Whether you fish for bass in a reservoir or bluefish in a bay, few things are more exciting than watching fish explode on a topwater lure. These tips will up your game.
Poll any group of anglers on the single most adrenaline-inducing sight to behold while fishing, and you'll hear the same answer again and again: a topwater explosion. Watching your lure skitter across the water's surface can be calming, even entrancing, right up until the moment the water erupts as a predator attacks it from below. Fishing topwater is not, however, for the faint of heart. There are often more effective ways to get a fish on the end of your line and when the bites don't come, calming and mesmerizing can evolve into just plain boring.
But if you're willing to put in the time and effort to see this epic sight and feel that rush of adrenaline, here are 10 tips and tricks that will help you become a more effective topwater angler, regardless of where you cast or what you're trying to catch.
1. Master the "walk the dog" technique, which most topwater lures that come to a cone or point (as opposed to being concave in the front) are designed for. Cast out and hold your tip low, then rhythmically pump it a foot or so at a time as you crank on the reel. Watch your lure, and it should zigzag from left to right as it "swims" toward you. If it isn't zigging and zagging, pump a bit harder. If it flies out of the water or dives beneath the surface, pump a bit softer or slower.
2. Try chuggers or poppers when it's rough. Virtually all topwater lures have internal rattles to help call in the fish, and in the quiet of a slick calm, adding in the loud chugs and burps made by lures with a concave head can actually create enough commotion to spook the fish. On rough days when there's lots of background noise created by waves or falling rain, however, the added noise of a chugger or popper can help generate strikes.
3. Vary your retrieve speed and cadence. It's all too easy to fall into a rut making cast after cast and start retrieving your lure by rote. Don't let this happen. The fish can change their preferences from week to week, day to day, and even from hour to hour. So change the speed and cadence of your retrieve constantly until the strikes start coming. When you get hits, you'll know if the fish prefer it fast, slow, erratic, or steady, and you can repeat that style to get more blow-ups.

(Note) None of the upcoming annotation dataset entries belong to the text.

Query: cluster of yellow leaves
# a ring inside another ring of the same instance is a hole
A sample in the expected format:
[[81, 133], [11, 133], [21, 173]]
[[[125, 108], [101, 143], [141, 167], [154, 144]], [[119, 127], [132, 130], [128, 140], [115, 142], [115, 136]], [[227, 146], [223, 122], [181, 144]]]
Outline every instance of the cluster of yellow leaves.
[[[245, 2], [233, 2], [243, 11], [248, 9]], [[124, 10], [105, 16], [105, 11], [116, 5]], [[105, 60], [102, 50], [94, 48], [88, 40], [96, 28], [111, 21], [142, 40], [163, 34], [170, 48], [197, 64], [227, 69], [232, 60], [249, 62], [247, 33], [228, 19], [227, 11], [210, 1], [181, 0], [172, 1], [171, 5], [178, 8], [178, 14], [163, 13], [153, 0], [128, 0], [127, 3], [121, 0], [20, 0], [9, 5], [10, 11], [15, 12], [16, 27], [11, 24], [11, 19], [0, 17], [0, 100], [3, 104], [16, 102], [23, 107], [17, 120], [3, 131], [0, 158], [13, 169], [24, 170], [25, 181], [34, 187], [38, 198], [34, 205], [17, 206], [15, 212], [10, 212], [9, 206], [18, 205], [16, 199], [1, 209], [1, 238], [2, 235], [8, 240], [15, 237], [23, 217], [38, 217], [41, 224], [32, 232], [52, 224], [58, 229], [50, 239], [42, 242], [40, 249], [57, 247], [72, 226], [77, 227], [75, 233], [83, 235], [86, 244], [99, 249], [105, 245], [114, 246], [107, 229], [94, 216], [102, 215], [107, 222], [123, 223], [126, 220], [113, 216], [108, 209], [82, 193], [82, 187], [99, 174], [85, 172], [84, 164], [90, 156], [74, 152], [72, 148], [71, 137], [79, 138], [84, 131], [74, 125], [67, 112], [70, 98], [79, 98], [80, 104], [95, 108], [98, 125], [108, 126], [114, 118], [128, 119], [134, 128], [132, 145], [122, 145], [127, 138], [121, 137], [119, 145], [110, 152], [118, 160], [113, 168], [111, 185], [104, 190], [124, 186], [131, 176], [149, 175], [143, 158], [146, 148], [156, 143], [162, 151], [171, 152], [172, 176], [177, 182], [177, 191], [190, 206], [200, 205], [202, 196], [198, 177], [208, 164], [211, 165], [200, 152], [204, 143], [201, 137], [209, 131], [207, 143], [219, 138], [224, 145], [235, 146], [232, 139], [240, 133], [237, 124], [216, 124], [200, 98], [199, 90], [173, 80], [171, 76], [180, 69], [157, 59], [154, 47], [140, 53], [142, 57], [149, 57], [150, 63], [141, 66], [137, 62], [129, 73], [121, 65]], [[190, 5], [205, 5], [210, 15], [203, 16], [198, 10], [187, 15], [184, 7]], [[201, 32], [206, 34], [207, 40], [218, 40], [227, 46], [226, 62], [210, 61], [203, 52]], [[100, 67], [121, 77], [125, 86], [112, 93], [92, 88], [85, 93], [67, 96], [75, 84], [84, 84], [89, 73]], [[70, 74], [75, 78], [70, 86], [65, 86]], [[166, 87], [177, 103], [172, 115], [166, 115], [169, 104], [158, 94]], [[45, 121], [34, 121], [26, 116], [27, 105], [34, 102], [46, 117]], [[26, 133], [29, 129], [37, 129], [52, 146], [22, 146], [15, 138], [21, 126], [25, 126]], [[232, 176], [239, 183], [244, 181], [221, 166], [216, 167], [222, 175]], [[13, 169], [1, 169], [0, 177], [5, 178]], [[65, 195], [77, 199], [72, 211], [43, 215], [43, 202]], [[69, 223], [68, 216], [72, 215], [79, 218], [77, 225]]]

4. Swap your lure's treble hooks for singles, especially when catch-and-release fishing. Sure, you may miss a few hook-ups. But those trebles often do serious damage to the fish, so most experienced anglers who are conscientious about the state of our fisheries do away with them. Plus, it's all too easy to get a treble stuck in a human body part — and that can abruptly, and painfully, end a day of fishing.
5. Choose topwater lures with a white belly in bright conditions and a dark belly in dim or dark conditions. In broad sunlight, a lure that's white on the bottom mimics baitfish, which usually have a white underside so they're harder to spot from below when a predator is looking up at the brightly illuminated surface. When it's dark or nearly dark out, however, a lure with a dark underside blocks out the little light that is available and creates a silhouette for gamefish to zero in on.
6. Don't stop retrieving when you miss a strike. Floating motionless, most topwater lures don't appear to be anything more than a stick. If you keep it moving, however, it will look like an injured baitfish attempting to escape and you'll often get a follow-up strike.
7. If you're a novice (or if you have a novice aboard your boat) try using a topwater lure that creates its own fish-attracting action without any added input from the angler. Lures with lips that help them swim, tiny props, or spinning tails will look alive and trigger strikes even when they're reeled in without any walks or pumps generated by working the rod.
8. If possible, focus your efforts during periods of ambient light. Sunrise, sunset, and heavy cloud cover are ideal conditions for topwater action. Usually the worst time to try this tactic is when the sun is directly overhead. There can certainly be exceptions and we can't always choose when we get to go fishing, but as a general rule of thumb, these periods of indirect lighting will be your best bet.
9. Don't set the hook on a hair trigger. When the explosion comes, force yourself to wait just a second or so as you swing your rod tip toward the fish and take up any slack in the line, before rearing back. Note: If your plug regularly flies through the air back at you following hook-sets, a fairly common phenomenon, you're on a hair trigger. It's very, very difficult to do, but you need to use more self-control and give that fish a second to take the lure all the way into its mouth.
10. When fish are hanging über-tight to the shore, cast right onto land and retrieve from there. Dropping the lure right on top of the fish's head can spook it, and if the lure lands too far out from the bank the fish likely won't chase it. In this scenario, as long as there aren't a lot of snags preventing you from doing so, retrieving from land into the water is a very effective tactic. And if there are a lot of snags in the way, consider changing over to a weedless lure with protected hooks that can be drawn through heavy cover, like a topwater mouse.
Are there other, more effective ways of catching fish than tossing topwater? You bet. In many cases using bait, trolling, or jigging is a better way to put meat in the cooler. But if you're fishing for an adrenaline jolt, absolutely, positively nothing beats a blow-up.